In Zusammenarbeit mit renommierten Partnern hat der ÖAMTC 22 Kindersitzmodelle überprüft. Die Sitze wurden hinsichtlich Ergonomie, Sicherheit und Bedienung untersucht, auch eine mögliche Belastung mit Schadstoffen war Thema. Für den Test wählte man die Modelle aus unterschiedlichen Gewichts-sowie Preisklassen. Die Preisspanne reichte dabei von 119,90 Euro (Joie Traver) bis 649,90 Euro (Maxi-Cosi Axissfix Air). Ein „Sehr Gut“ konnte nicht vergeben werden, dafür wurden 17 der getestete Modelle mit „Gut“ beurteilt. Darunter findet man beispielsweise den Sirona S i-Size von Cybex, den Monza Nova Evo von Recaro oder aber auch Babyschalen wie den Rock von Maxi-Cosi. Für drei Sitze haben die TestexpertInnen des ÖAMTC ein „Befriedigend“ vergeben. Es handelt sich um den Every Stage FX von Joie, den Viaggio 1-2-3 Via von Peg Pérego sowie das Modell Youniverse Fix von Chicco. Mit einem „Genügend“ muss sich der Chicco Cosmos zufrieden geben, am schlechtesten schneidet der Ultimax i-Size des Herstellers Concord ab. Er kann weder bei Montage in- noch gegen die Fahrtrichtung überzeugen. Im Crashtest bricht laut ÖAMTC-Techniker Steffan Kerbl die Sitzschale, auch rückwärtsgerichtet weist der Sitz grobe Mängel auf. Im Test löst sich die Sitzschale von der Basis, dadurch ist kein ausreichender Schutz mehr gegeben. Auch der Schadstoffgehalt des Sitzes ist als bedenklich einzustufen.
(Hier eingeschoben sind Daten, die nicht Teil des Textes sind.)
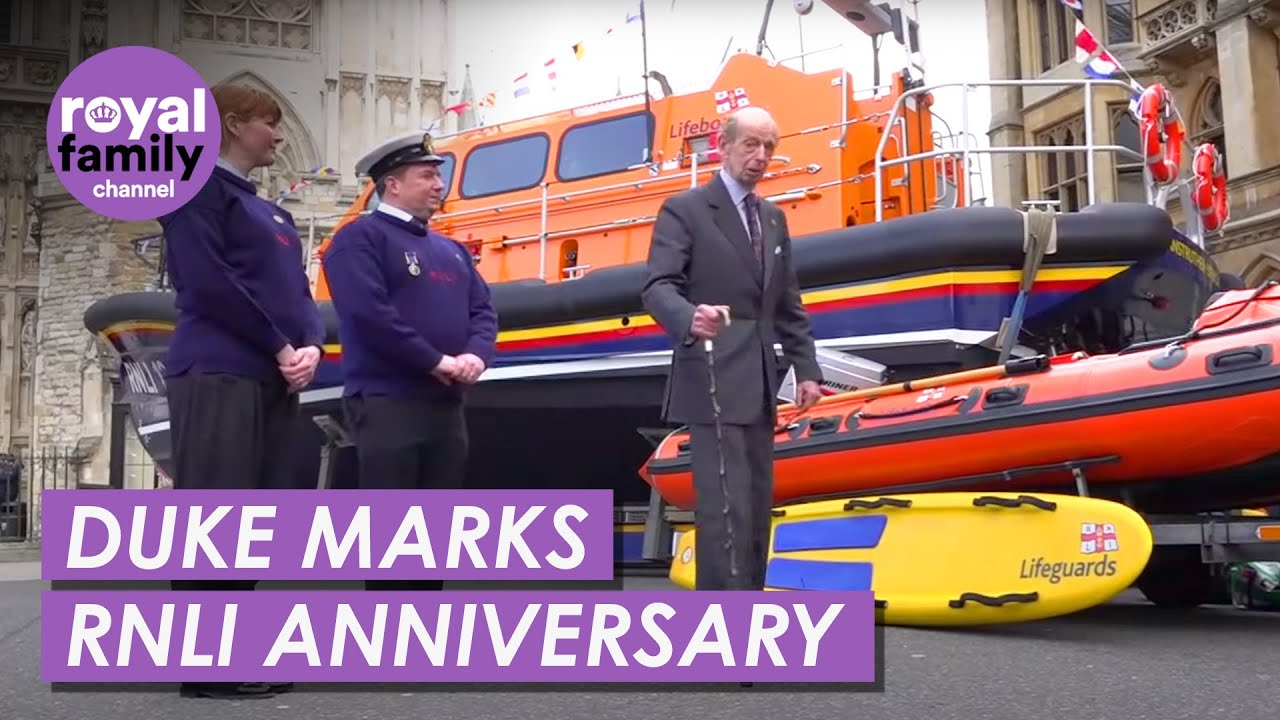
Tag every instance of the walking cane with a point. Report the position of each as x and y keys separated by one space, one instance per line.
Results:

Große Qualitätsunterschiede gibt es laut ÖAMTC nicht: „Jeder dieser Kindersitze kann ohne Bedenken gekauft werden – sucht man nach Schwächen, wird man am häufigsten im Bereich Ergonomie fündig. Speziell der Platzbedarf im Auto ist mitunter relativ hoch.“, so der ÖAMTC in einer Aussendung. Kritik übt der ÖAMTC am steigenden Preisniveau der Kindersitze. Kerbl stellt fest, dass es tendenziell schwierig ist, einen Gruppe 1 Sitz unter 400 Euro zu finden. Preise um die 600 Euro seien mittlerweile schon die Regel.

Kindersitz mit Airbag

Zum ersten Mal wurde im Rahmen des Checks der Axissfix Air von Maxi Cosi getestet. Es handelt sich um einen Kindersitz der i-Size Klasse 61-105cm, der mit integrierten Airbags ausgestattet ist. In den Schulterpolstern der Gurte sind jeweils links und rechts zwei Airbags eingearbeitet, die sich bei einem Aufprall öffnen. Für das Auslösen der Airbags ist ein Sensor im Sitz verantwortlich. Theorie und Praxis stimmen hier scheinbar überein: sofern der Sitz richtig mittels Isofix im Auto befestigt ist, aktiviert sich das System bei einem Aufprall innerhalb von Sekunden. Der ÖAMTC gibt an, dass sich „die auf Nacken und Kopf einwirkenden Kräfte je nach Dummygröße um 15 bis 50 % reduzieren“. Der Assisfix bekommt demnach ein „Gut“, er ist mit 649,90 Euro aber auch das teuerste Modell im Test.

Wissenswertes zu i-Size

Vielleicht hast du den Begriff „i-Size“ schon einmal gelesen. Darunter versteht man eine neue Norm für Kindersitze, die von der EU beschlossen wurde. Sie ist Teil der ECE R129 Verordnung und soll dafür sorgen, dass Kinder im Auto noch sicherer transportiert werden. „i-Size“ unterscheidet sich von der bisherigen Klassifizierung in einigen Punkten, die Einteilung nach Gewichtsklassen fällt überhaupt weg. Ob ein Sitz geeignet ist oder nicht, wird bei „i-Size“ nach der Körpergröße des Kindes beurteilt, z.B. iSize 100-150 cm. In der Fachsprache nennt man das Längenklassifizierung. Außerdem müssen i-Size Sitze einen Seitenaufpralltest bestehen und Isofix unterstützen. Die neue Norm sieht auch vor, dass Kinder bis zum 15. Lebensmonat rückwärtsgerichtet also gegen die Fahrtrichtung befördert werden. Die alte Klassifizierung nach Gruppen/Gewicht behält weiterhin ihre Bedeutung. Autofahrerclubs empfehlen jedoch, sich bei Neuanschaffung eines Kindersitzes bereits nach i-Size zu richten.